On the one hand and the more bearish case is the fact that stocks aren't cheap {17 times earnings as we speak} and that earnings estimates have continued to come down. Earnings are now basically flat with last year for calendar year 2015. Also it seems as if somebody tapped on the breaks to the US economy a bit. The Federal Reserve basically acknowledged this when they said yesterday that they were in no hurry to start raising rates. They basically said they were seeing lower growth, lower unemployment and lower inflation. While the actual unemployment rate is the best we've seen in years at 5.5%, I think the Fed is looking at the underemployed and the folks that have given up looking for a job and seeing more softness in that data from what the actual employment statistics are telling us. You are also starting to hear a bit more chatter about the winter's effect on the economy, especially in regards to the Northeast. Boston had its snowiest winter ever!
The sunnier side to this is that perhaps investors are looking through the earnings declines as the majority of those have occurred in the energy sector. Those making that argument will also say that we haven't yet seen the full effects of the decline in energy prices on consumer spending. They think the consumer has been reluctant to spend much of the windfall because of concerns that the decline is only temporary and we'll start seeing the full effects of this come summer. They also think that stocks deserve to trade at higher multiples in an era where interest rates are so low.
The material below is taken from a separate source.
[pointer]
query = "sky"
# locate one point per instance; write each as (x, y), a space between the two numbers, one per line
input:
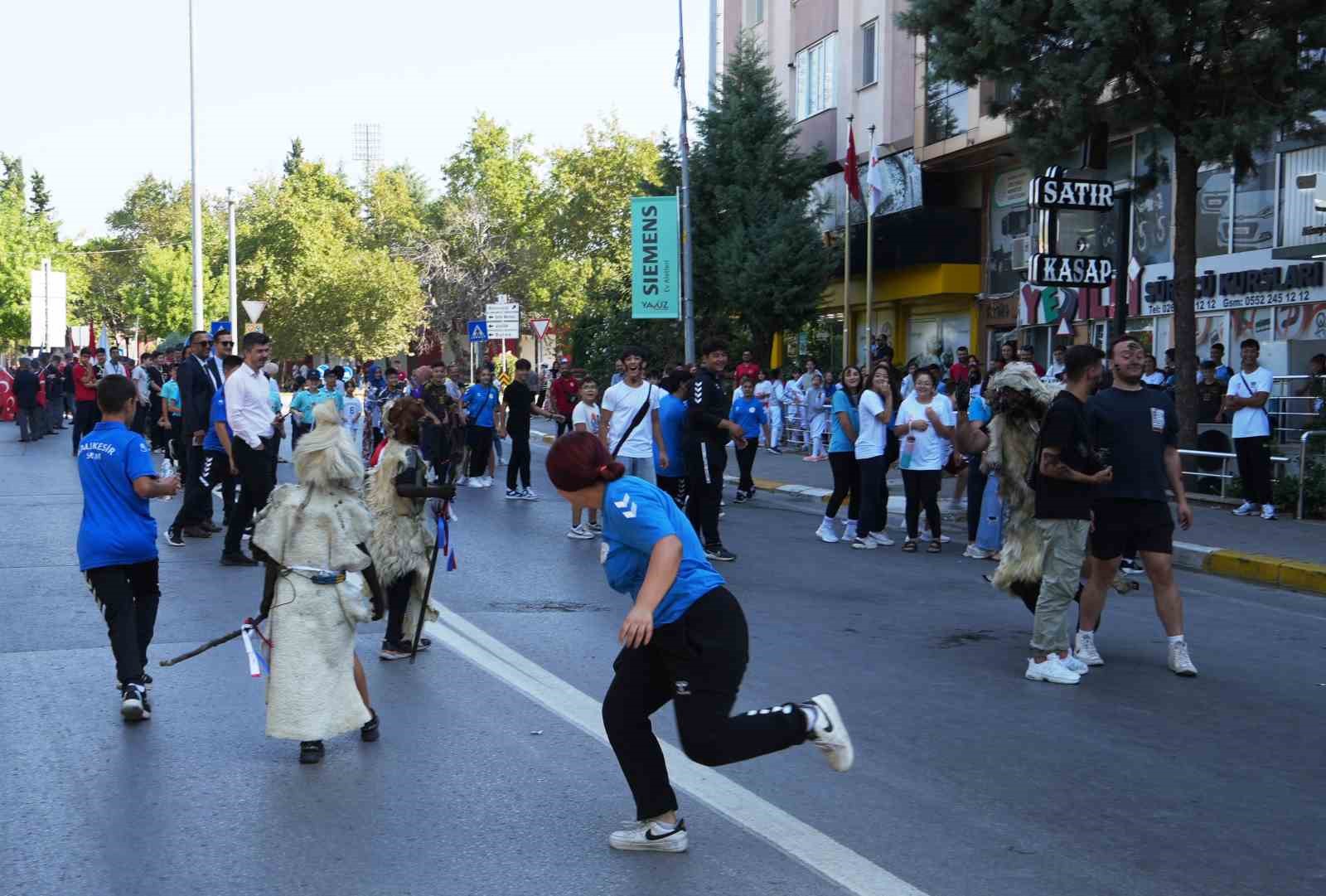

I buy a bit into both arguments, hence my more neutral outlook. It's hard for me to be completely bearish as I think the economy is doing better in many ways than most people expect. I think that part of the reason we don't see all of this is because I'm not sure we have the tools to capture some of what I see happening out there. For example how to you measure the economic impact of somebody who makes a living buying and selling product on line? How do you measure the impact of the millions of people working illegally or off the books here? Maybe those tools are out there but I've never seen them or had anybody tell me where to go look for them. On the other hand I think the decline in earnings this year and the higher valuations than we've seen in many years puts a lid on price advancement at some point. I think stocks have the potential to trade to around the 2,250 level by year end. {PLEASE NOTE: that I said stocks have the potential to trade to around 2,250 not that they will get to that point. For all I know we'll never see that price or maybe we'll blow through that level on the way to something much higher. I deal in probabilities not possibilities. Anything is possible but not everything is probable.}
I think it is unlikely that stock prices are going higher in a straight line and I think there is a higher probability that we'll see at least one correction of 10% before this year is out. That said, I also think it a low probability event that we are on the cusp of a major market change based on the evidence we see at this point. We may see higher volatility than most have become used to going forward in stocks but most data sets at this point are indicating the chance of a recession. At the end of the day perhaps we are just going to be in a period where stocks flop around in a trading range, frustrating both the bulls and the bears. Maybe stocks will simply correct by time. We'll end up at some point down the line having in essence gone nowhere in the major indices. We'll let our indicators be our guide.
*Long ETFs related to the S&P 500 in client and personal accounts. Please note these positions can change at any time.